5. Enrique Iglesias feat. Ludacris - "Tonight (I'm F**king You)" Lots of asterisks in pop music titles this year. The world was still catching up on Cee Lo Green's "F**k You." Pink has a motivational middle school anthem in "F**king Perfect." I'm sure a few parents had uncomfortable conversations when their kids asked what LMFAO means. None of these f-bombs are as ill-conceived as "Tonight (I'm F**king You)" by Enrique Iglesias, the generally wholesome survivor of the 1999 Latin pop explosion. Edited for radio as "Tonight (I'm Loving You)," Iglesias's track just comes off as a bland club jam. The dirty word version is a poor fit for Enrique, an "I'm still relevant" hail Mary pass not unlike Pat Boone's metal album.

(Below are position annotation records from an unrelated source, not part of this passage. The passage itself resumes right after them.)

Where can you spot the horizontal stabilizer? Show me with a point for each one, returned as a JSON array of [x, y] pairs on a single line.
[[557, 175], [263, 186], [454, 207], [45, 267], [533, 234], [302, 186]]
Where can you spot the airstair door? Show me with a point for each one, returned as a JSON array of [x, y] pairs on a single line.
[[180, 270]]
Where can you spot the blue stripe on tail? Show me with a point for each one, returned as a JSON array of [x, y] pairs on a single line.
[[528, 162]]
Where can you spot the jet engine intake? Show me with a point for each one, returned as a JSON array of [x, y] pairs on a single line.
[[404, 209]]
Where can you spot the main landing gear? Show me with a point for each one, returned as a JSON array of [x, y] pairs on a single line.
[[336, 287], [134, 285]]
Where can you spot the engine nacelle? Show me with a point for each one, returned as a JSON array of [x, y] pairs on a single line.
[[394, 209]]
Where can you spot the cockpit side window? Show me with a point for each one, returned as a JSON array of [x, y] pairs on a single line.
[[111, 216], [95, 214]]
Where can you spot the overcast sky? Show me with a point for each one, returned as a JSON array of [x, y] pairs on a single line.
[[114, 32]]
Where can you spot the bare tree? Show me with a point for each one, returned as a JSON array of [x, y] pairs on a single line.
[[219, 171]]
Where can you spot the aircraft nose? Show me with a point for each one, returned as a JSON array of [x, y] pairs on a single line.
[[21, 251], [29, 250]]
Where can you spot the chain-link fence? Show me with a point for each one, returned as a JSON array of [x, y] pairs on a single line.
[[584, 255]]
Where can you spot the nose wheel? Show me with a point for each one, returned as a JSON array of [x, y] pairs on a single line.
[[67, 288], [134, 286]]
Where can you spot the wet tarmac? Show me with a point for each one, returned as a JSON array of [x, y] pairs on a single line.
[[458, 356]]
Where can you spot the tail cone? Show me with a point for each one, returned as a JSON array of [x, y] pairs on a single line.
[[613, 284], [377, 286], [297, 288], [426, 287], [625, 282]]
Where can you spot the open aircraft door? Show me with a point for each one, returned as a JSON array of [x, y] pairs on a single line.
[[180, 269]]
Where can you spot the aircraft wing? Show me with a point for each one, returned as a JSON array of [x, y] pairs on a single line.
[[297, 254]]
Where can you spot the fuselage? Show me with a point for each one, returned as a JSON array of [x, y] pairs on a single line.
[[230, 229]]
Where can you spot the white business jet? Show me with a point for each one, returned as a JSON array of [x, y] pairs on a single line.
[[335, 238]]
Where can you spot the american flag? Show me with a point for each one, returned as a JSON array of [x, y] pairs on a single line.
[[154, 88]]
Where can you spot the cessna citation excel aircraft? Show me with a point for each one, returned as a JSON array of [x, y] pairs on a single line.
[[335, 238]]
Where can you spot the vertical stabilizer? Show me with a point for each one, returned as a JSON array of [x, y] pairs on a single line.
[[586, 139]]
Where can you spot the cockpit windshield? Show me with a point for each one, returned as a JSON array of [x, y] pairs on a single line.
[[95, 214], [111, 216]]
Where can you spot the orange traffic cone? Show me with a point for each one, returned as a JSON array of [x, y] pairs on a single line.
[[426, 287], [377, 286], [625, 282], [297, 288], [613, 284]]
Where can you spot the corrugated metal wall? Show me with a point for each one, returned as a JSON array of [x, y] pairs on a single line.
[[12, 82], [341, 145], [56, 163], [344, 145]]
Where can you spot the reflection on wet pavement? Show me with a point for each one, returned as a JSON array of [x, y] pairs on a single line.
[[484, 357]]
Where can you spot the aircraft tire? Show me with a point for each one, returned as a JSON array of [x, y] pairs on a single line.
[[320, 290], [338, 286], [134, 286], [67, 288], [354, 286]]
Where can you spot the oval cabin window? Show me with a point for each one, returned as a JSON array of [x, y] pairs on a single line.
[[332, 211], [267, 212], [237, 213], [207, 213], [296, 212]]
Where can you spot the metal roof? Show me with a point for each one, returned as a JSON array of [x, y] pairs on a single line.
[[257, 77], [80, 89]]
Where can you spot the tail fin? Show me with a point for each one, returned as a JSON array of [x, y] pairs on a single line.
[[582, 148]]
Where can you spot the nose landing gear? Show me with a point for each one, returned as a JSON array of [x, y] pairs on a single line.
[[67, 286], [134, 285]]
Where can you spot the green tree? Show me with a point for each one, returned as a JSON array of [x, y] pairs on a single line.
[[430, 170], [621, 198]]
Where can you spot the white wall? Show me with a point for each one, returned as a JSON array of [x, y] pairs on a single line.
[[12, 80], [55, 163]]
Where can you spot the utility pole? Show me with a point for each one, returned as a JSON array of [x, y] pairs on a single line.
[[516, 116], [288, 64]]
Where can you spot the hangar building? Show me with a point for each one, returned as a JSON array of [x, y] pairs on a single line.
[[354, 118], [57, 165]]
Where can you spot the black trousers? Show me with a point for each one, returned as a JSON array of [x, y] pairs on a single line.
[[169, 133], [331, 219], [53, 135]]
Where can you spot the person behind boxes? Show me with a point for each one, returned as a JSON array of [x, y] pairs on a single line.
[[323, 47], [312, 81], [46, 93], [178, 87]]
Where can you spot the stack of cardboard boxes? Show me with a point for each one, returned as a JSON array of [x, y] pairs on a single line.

4. Lady Gaga - "Judas" Lady Gaga's hit "Born This Way" was like an amped-up take on Christina Aguilera's "Beautiful," a positive message from a super star. Conceptually, "Judas" follows suit. Gaga is saying that love conquers all. Unfortunately, she chose an analogy that involves having unprotected sex with the Biblical character who betrayed Jesus, as if she's just taunting the Westboro Baptist Church members picketing outside her shows. 3. LMFAO - "Sexy And I Know It" No blurb can explain the inclusion of "Sexy And I Know It" on this list better than the following clip:

2. Maroon 5 - "Moves Like Jagger" I've always given Maroon 5 the benefit of the doubt, if only because its members used to be in the solid power pop band Kara's Flowers. With "Moves Like Jagger," I'm officially out. Yes, Adam Levine. You know all the ladies want to shack up with a 68 year old emaciated rock singer. So, to seal the deal, you will prove to them that you can dance like a Rolling Stone. Personally, I think "Moves Like Richards" would have been more effective -- a night with Keith Richards and you'd probably just skip the deed and go straight to the post-coital cigarette. There's a song in there somewhere.

1. Katy Perry featuring Kanye West - "E.T." The most absurd thing about "E.T." is that I truly believe Katy Perry and Kanye West are trying to be sexy, but the alien love premise just makes everything gross. Perry sings "Infect me with your love" like it's an STD. She mentions "different DNA," as if to remind us that intergalactic, interspecies relations are essentially beastiality. She sings "Wanna be a victim, ready for abduction" like she's never heard of rape. And then the always appropriate Kanye drops by, rhyming "astronaut" with "ass a lot," and "disrobe you" with "probe you." At least his contributions are funny. Katy Perry doubtfully intended "E.T." to be a hit; it was a throwaway track from Teenage Dream before the album became depleted of singles. If anything, "E.T." is proof that any pop song can be made better by throwing Kanye West in a room, throwing thousands of dollars at him and saying "The theme is aliens. Go!"